Commercial real estate is a complex web of owners, occupants, lenders and locations. Owners either reside in their business homes or rely on rent paid by a tenant to fund their livelihood.

Occupants are synonymous with the operation housed or are independent of their landlord. Lenders run the gamut from community banks to public pension funds. Locations are varied into several broad categories – industrial, office, retail, land, specialty and multifamily.

Industrial buildings could be used for manufacturing, warehouse logistics or service and maintenance — or a combination of all of these. Regardless of ownership or the class of commercial real estate, one thing is consistent. All rely on an occupant to write a rent check. Therefore economic interruption which affects the ability to pay can lead to distress.

With that backdrop, you can start to understand why the pandemic has been devastating to certain types of commercial real estate. Your stylist? Crushed. The location from which they operate? Who’s paying? You got it. No one.

That huge apartment complex you depart each day – well, you used to – now you’re working there. A landlord can’t collect rent and he can’t evict. What does that owner tell his bank?

How about the landlord with an empty office building? Chances are he’s getting rent. But for how long? Will all of his residents start to downsize as they realize less is more?

You might be wondering, hmm, I don’t get it. A monthly payment is missed. So what? These are wealthy property owners with deep financial resources. In some cases, yes. But in many circumstances, the owners of commercial real estate are your neighbors. They own their business or they’ve made an investment into a small retail strip center or quad-plex for passive income.

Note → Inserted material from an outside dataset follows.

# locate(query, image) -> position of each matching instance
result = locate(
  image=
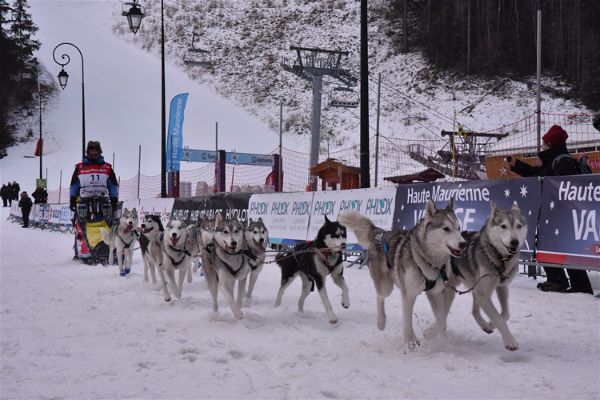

Additionally, some may have borrowed to acquire the asset and therefore owe money each month to a bank. Even if there is no debt, ongoing expenses occur – property taxes, insurance, maintenance, gardening, etc. So, if no one is paying monthly, the property owner must fund the shortfall. An inability to do so can cause distress.

Sure, there are some major players in commercial real estate who own thousands of square feet across all classes. Are they immune from distress? Nope.

Massive portfolios operate under the same premise — someone must pay rent. Kudos to those who were preemptive with their retail or apartment tenants and provided rent relief. But there is a risk they may never be repaid and must suffer the loss.

Some large commercial real estate groups have lumped the rents they receive into securities and formed a real estate investment trust. You witnessed a dramatic devaluation of REIT stocks early in the lockdown. Now you understand why. There was fear that collections would slow.